Suparto mengatakan semestinya pemerintah Kota Tangerang tidak membiarkan kondisi sampah yang terbawa arus itu menumpuk begitu saja di aliran sungai cisadane, yang terlihat kotor dan para pemancing pun sulit untuk mendapatkan ikan. 

“Mungkin acara ini jadi bagus diadakan untuk masyarakat, tapi ternyata terkendala dengan sampah. Perhatikan jugalah Pemda gimana caranya sampah ini bisa dibenahi, agar kita warga Kota Tangerang bisa menikmati dengan nyaman, kali kita bersih, banyak ikannya sekaligus jadi rekreasi murah juga untuk masyarakat,” ujarnya.

Hal senada juga dirasakan Sulaiman peserta mancing lainnya mengungkapkan, dengan kondisi sampah yang berserakan di aliran Sungai Cisadane itu tidak sedap dipandang dan sangat mengganggu.

“Mengganggu banget sampah ini, jadi susah buat menarik joran.

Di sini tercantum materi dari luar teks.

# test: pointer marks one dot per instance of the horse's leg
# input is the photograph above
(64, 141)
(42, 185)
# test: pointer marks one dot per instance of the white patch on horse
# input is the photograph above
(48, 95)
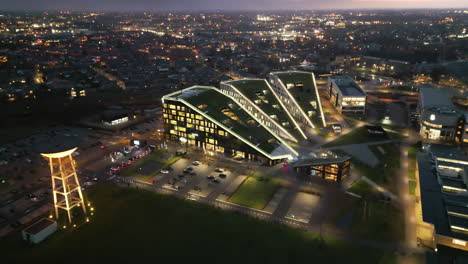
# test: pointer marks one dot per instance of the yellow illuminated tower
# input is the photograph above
(65, 184)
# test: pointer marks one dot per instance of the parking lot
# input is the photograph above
(195, 178)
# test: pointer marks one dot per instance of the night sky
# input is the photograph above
(197, 5)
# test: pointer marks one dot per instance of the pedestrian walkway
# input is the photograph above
(380, 188)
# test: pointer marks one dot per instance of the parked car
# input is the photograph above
(216, 181)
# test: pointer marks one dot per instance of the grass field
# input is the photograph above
(378, 221)
(255, 192)
(412, 163)
(135, 226)
(157, 157)
(361, 188)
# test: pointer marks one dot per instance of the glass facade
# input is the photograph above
(183, 124)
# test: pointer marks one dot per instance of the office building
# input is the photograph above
(298, 92)
(439, 120)
(204, 117)
(346, 95)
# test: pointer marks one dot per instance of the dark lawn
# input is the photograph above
(134, 226)
(255, 192)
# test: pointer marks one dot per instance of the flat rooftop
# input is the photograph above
(436, 204)
(431, 96)
(224, 110)
(257, 91)
(302, 88)
(348, 86)
(323, 158)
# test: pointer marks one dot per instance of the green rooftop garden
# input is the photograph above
(254, 90)
(303, 92)
(226, 111)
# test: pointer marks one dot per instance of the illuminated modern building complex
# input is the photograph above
(443, 179)
(205, 117)
(439, 120)
(298, 92)
(326, 165)
(65, 184)
(346, 95)
(258, 98)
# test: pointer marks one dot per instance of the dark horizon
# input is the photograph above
(225, 6)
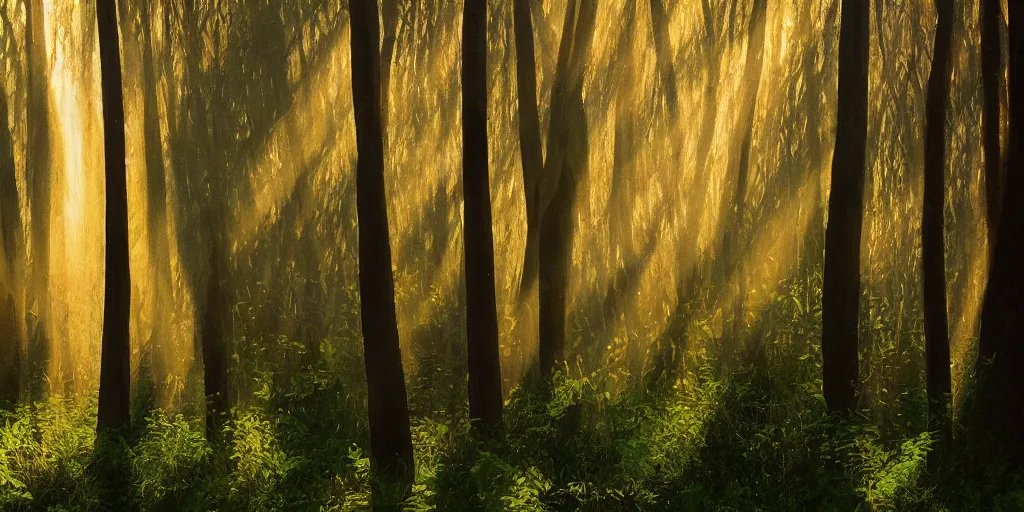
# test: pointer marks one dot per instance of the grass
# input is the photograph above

Mohon maaf nih pak pemda, ini cuma masukan saja, seharusnya kondisi kali bersih, kalau kali bersih semuanya pasti nyaman,” imbuhnya.

“Bagi habitat yang ada pun juga akan terlindungi, tapi kalau adanya pencemaran, kasian juga ikannya jadi gak makan karena tercemar sampah, kan sayang jadinya,” sambungnya.

Sulaiman menjelaskan sampah yang menumpuk di aliran Sungai Cisadane itu beragam jenis. Mulai dari sampah plastik, ranting pohon maupun limbah rumah tangga.

“Ini semua macam sampah ada, seperti botol minuman, makanan, terus ada kayu, ada pohon segala, juga plastik dan sampe limbah rumah tangga,” paparnya. 

Lantas Sulaiman berharap agar pemerintah Kota Tangerang melakukan rutinitas pengangkutan sampah sampah yang ada di Sungai Cisadane itu.

“Kalau bisa ada schedule lah, jadi setiap bulan tuh berapa kali dibersihkan, di patroli, kalau gitu saya yakin sekecil apapun usaha pasti ada hasilnya,” pungkasnya.